From 512kb.club to GTmetrix API library

How reading one habr.com blog post caused a chain of events leading up to me writing a good documentation for a pet project

512KB ClubGreen Team

512kb.club

Via a habr.com blog post (ru) I've learned about a number of websites which aim to promote caring about size of websites by listing / praising those which fit within some limit (2Mb, 1Mb, 512kb, 128kb, etc). The most appropriate for my blog site was 512kb.club, which listed sites where uncompressed size of main page together with all assets fits within 512kb, with further separation into "teams" of sites under 100kb, 250kb, and 512kb.

Lazier lazyblog

At that time, main page of this website was just a bit over 100kb, which pushed me into orange team instead of a (slightly) more prestigious green team. Hence, the time had come for some optimisation.

Worth mentioning that initially lazyblog was designed with performance in mind, not size. One of optimisations which sacrificed page size (made it bigger) in favour of performance (made it faster) was storing data for each blog (title, intro, dates) twice in the index page. Reason for this was that back in Dec 2016 I found out that the fastest way to get information about each blog post by javascript (for the purpose of tags, search and sorting) was by splitting a single string with all this data into parts, like this:

var object=document.querySelector('…');
var string=object.innerHTML;
var data=string.split('\n');

instead of any other method which was parsing HTML one way or another (worth noting that picking title, description, tags, dates with individual document.querySelector('…') calls was the slowest one in my test).

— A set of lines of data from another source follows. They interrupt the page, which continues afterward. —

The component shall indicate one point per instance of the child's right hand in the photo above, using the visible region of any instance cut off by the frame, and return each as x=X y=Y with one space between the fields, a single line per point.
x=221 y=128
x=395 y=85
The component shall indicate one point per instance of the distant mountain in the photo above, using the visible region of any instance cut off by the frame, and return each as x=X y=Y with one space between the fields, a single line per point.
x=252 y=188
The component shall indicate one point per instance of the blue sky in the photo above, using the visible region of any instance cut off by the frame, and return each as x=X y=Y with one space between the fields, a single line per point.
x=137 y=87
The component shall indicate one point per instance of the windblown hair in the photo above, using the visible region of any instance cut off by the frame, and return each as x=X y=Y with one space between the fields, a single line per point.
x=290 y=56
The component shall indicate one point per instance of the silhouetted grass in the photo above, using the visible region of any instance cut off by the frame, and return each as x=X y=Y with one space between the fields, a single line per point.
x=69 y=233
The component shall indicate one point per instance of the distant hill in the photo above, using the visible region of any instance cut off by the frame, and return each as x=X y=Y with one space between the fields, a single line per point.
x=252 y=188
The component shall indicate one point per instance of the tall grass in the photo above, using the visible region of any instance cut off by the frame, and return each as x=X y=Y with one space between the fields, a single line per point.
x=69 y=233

At the same time I didn't want to lose compatibility with javascript-disabled visitors, so had to keep all same data in HTML code. Moreover, worth noting that this optimisation came rather late in lazyblog development - otherwise I would probably done it differently (maybe with a single <script> tag with one big JSON with data for all blog posts).

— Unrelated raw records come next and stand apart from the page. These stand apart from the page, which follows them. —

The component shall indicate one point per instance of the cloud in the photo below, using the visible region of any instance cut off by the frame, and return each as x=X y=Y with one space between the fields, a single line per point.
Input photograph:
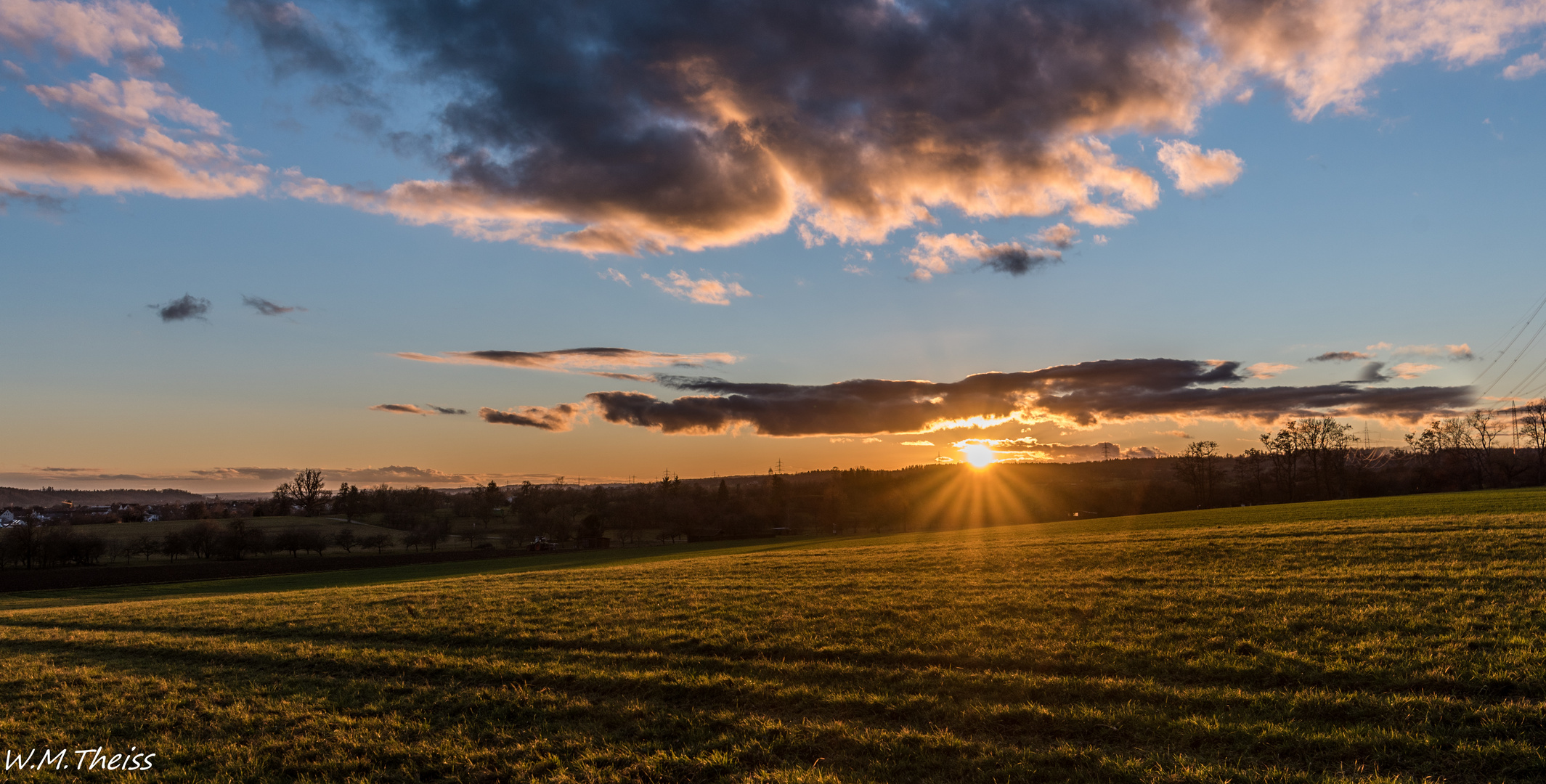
x=268 y=308
x=297 y=42
x=1058 y=235
x=412 y=409
x=183 y=308
x=1526 y=67
x=384 y=475
x=1410 y=370
x=293 y=39
x=132 y=104
x=1033 y=450
x=123 y=146
x=707 y=291
x=940 y=254
x=586 y=361
x=1269 y=370
x=1339 y=356
x=1373 y=373
x=1194 y=171
x=1454 y=353
x=1075 y=396
x=627 y=127
x=556 y=420
x=89 y=30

However, after several years of using the website, I realised that data which is needed only for search is not needed until search is actually performed. :) Moreover, search is usually performed not that often, and almost never - during initial load.

Hence, a proper way of loading data is:

Only data which is needed for initial page rendering (tags and created date) is loaded as-fast-as-possible during first load
Data which is needed for search (titles and descriptions) is loaded later. Moreover, since it doesn't block initial page load, it can be loaded using a slower method.

This way lazyblog became even more lazy - now it doesn't load search data until it's really necessary!

If interested, you can see commits to the lazyblog and this blog repos.

Site size checker script

On the 512kb.club's F.A.Q. page and in their issue tracker on GitHub they've mentioned that's it's rather hard for them to periodically recheck sizes of all sites.

Having some experience with Webdriver, I naturally decided to help.

First version of my script was starting Google Chrome, opening website in it, and measuring total uncompressed size of all received resources (note that uncompressed here means only un-gzip-ping, and not decoding JPEGs to BMPs).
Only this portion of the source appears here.